X_tokens = [preprocess(text) for text in X_raw]

w2v_cbow = Word2Vec(sentences=X_tokens, vector_size=100, window=5, sg=0, min_count=2)
w2v_skipgram = Word2Vec(sentences=X_tokens, vector_size=100, window=5, sg=1, min_count=2)

X_cbow = np.array([sentence_vector(tokens, w2v_cbow.wv, 100) for tokens in X_tokens])
X_train, X_test, y_train, y_test = train_test_split(X_cbow, y, test_size=0.3, random_state=42)

clf_cbow = LogisticRegression(max_iter=1000)
clf_cbow.fit(X_train, y_train)
print("CBOW Accuracy:", accuracy_score(y_test, clf_cbow.predict(X_test)))

X_skip = np.array([sentence_vector(tokens, w2v_skipgram.wv, 100) for tokens in X_tokens])
X_train, X_test, y_train, y_test = train_test_split(X_skip, y, test_size=0.3, random_state=42)

clf_skip = LogisticRegression(max_iter=1000)
clf_skip.fit(X_train, y_train)
print("SkipGram Accuracy:", accuracy_score(y_test, clf_skip.predict(X_test)))

CBOW Accuracy: 0.635
SkipGram Accuracy: 0.7266666666666667


In [17]:
import numpy as np

def load_glove_embeddings(path=r"C:\Users\ARITRA\Downloads\glove.6B (1)\glove.6B.100d.txt"):
    embeddings = {}
    with open(path, 'r', encoding='utf8') as f:
        for line in f:
            values = line.strip().split()
            word = values[0]
            vec = np.array(values[1:], dtype='float32')
            embeddings[word] = vec
    return embeddings

glove = load_glove_embeddings()

X_glove = np.array([sentence_vector(tokens, glove, 100) for tokens in X_tokens])

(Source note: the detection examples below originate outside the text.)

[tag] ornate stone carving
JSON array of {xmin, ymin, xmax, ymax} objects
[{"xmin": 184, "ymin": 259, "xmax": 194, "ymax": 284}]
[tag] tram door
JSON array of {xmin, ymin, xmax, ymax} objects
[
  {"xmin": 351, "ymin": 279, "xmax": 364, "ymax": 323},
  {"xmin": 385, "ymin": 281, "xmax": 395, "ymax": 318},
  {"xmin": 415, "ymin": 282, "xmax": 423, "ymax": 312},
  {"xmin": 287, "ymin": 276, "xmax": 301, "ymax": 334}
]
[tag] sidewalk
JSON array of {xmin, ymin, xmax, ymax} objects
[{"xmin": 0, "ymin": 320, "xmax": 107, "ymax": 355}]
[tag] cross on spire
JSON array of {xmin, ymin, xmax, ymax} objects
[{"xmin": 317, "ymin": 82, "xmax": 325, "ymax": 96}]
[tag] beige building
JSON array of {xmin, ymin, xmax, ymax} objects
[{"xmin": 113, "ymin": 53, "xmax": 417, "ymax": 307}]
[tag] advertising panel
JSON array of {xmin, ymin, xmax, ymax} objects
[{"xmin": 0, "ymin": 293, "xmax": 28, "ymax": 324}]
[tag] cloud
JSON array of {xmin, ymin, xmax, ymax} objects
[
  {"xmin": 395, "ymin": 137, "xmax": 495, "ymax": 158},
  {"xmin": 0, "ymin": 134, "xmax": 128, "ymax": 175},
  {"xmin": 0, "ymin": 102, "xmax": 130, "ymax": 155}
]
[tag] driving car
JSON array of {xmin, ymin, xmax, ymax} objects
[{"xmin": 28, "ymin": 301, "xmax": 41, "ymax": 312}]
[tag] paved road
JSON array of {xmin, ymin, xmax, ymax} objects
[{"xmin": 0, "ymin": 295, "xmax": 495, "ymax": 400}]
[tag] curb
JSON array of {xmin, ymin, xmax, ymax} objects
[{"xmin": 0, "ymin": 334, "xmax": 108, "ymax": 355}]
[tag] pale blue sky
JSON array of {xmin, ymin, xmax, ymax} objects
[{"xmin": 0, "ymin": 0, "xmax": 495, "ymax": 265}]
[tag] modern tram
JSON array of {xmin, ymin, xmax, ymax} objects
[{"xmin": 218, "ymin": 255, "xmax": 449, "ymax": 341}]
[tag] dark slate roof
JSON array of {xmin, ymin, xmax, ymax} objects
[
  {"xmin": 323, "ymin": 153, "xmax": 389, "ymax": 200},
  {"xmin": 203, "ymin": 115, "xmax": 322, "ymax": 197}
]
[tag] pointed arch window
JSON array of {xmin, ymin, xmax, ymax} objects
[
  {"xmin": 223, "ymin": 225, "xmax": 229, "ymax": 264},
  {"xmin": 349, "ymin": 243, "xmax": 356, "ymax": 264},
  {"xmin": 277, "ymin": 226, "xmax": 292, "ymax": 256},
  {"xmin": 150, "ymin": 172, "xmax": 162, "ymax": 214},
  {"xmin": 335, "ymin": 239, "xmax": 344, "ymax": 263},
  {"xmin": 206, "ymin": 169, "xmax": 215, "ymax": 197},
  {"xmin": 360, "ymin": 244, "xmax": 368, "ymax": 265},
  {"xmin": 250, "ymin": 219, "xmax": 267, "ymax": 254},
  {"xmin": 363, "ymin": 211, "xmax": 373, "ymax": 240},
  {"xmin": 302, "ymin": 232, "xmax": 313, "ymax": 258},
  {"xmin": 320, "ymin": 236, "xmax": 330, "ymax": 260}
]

X_train, X_test, y_train, y_test = train_test_split(X_glove, y, test_size=0.3, random_state=42)
clf_glove = LogisticRegression(max_iter=1000)
clf_glove.fit(X_train, y_train)
print("GloVe Accuracy:", accuracy_score(y_test, clf_glove.predict(X_test)))

GloVe Accuracy: 0.7616666666666667


In [18]:
from sklearn.feature_extraction.text import CountVectorizer

vectorizer_bow = CountVectorizer(stop_words='english')
X_bow = vectorizer_bow.fit_transform(X_raw)

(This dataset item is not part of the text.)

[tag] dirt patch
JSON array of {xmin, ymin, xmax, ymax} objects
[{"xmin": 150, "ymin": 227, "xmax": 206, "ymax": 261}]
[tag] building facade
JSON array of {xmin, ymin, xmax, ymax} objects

X_train, X_test, y_train, y_test = train_test_split(X_bow, y, test_size=0.3, random_state=42)
clf_bow = LogisticRegression(max_iter=1000)
clf_bow.fit(X_train, y_train)
print("BoW Accuracy:", accuracy_score(y_test, clf_bow.predict(X_test)))


BoW Accuracy: 0.855


In [19]:
from sklearn.feature_extraction.text import TfidfVectorizer

vectorizer_tfidf = TfidfVectorizer(stop_words='english')
X_tfidf = vectorizer_tfidf.fit_transform(X_raw)

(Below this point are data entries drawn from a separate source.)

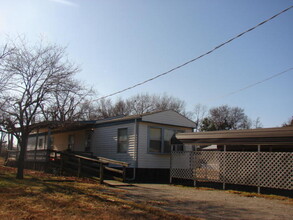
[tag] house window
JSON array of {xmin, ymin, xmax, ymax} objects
[
  {"xmin": 149, "ymin": 128, "xmax": 162, "ymax": 153},
  {"xmin": 68, "ymin": 135, "xmax": 74, "ymax": 150},
  {"xmin": 117, "ymin": 128, "xmax": 128, "ymax": 153},
  {"xmin": 149, "ymin": 127, "xmax": 178, "ymax": 153},
  {"xmin": 38, "ymin": 138, "xmax": 44, "ymax": 149},
  {"xmin": 85, "ymin": 130, "xmax": 92, "ymax": 152}
]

X_train, X_test, y_train, y_test = train_test_split(X_tfidf, y, test_size=0.3, random_state=42)
clf_tfidf = LogisticRegression(max_iter=1000)
clf_tfidf.fit(X_train, y_train)
print("TF-IDF Accuracy:", accuracy_score(y_test, clf_tfidf.predict(X_test)))

TF-IDF Accuracy: 0.835


Interesting thing: Here we have averaged all the word vectors to represent each review - this can probably explain why WordtoVec and GloVE give worse accuracies than BoW and TF-IDF. But there are several other better ways, which you will (hopefully) explore in the upcoming assignment. Some of these ways are - 

i) Max Pooling

ii) Weighted averaging (TF-IDF weighted)

iii) Doc2Vec

iv) RNNS and LSTMS on these word embeddings (in these the final hidden state is generally used for the representing each document (review in our case)).